More than one-half (52 per cent) of employers have a defined benefit (DB) or target benefit (TB) pension plan, and 27 per cent among them have reviewed actuarial assumptions/pension plan designs, according to a report from the International Foundation of Employee Benefit Plans (International Foundation). Another 28 per cent are considering doing so.

Meanwhile, 25 per cent have updated their investment policies, with an additional 23 per cent considering doing so.

Smaller proportions of responding organizations have changed their plan investment managers (seven per cent), closed their plans to new members/hires (three per cent), or discontinued offering pension benefits for some or all categories of active employees/workers (one per cent).

“As the pandemic continues into another year, employers are examining their benefit offerings in order to make decisions that best support their workforce while ensuring the long-term success of their organization,” says Julie Stich, vice president of content at the International Foundation. “It’s likely that some shifts—like a more remote workforce and easier access to mental health benefits—will remain in a post-pandemic world.”

About two-thirds of employers believe that the COVID-19 pandemic has increased employee interest in select lifestyle benefits, such as stress management (84 per cent), financial planning (74 per cent), nutrition programs (70 per cent), virtual fitness (69 per cent) and fitness equipment (66 per cent), according to a separate report.
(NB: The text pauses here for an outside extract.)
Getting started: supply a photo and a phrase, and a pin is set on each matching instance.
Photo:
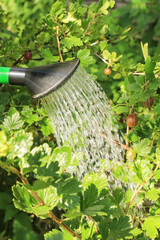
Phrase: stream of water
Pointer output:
(80, 112)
Changing employee behaviour

More than one-half (56 per cent) of organizations offer a DC retirement plan, according to the foundation. Among them, about five per cent are noticing that a greater share of their participants are making changes to their contribution or deferral levels compared with pre-COVID-19 levels, while the same proportion say a smaller share are making changes. 

More than two in three (68 per cent) allow DC plan withdrawals. Of those, 67 per cent have not seen a change in the number of withdrawals, however, 21 per cent of plans that allow withdrawals report an increase in withdrawals.

Sixteen per cent of employers have also seen an increase in interfund transfers while 84 per cent have noticed no change due to the COVID-19 pandemic, found the survey of 198 organizations conducted Jan. 20 to Feb. 14, 2021.

Forty per cent of Canadian adults worry about the effect of COVID-19 on their savings and retirement plans, and 23 per cent have been unable to contribute to their retirement savings since the pandemic began, according to a survey from CIBC and Maru/Blue released in October 2020.

Of employers that offer an EAP or EFAP, 61 per cent cite an increase in the utilization of plan services as a result of the COVID-19 pandemic. The average utilization rate before the crisis was nine per cent, and it has now increased to 15 per cent.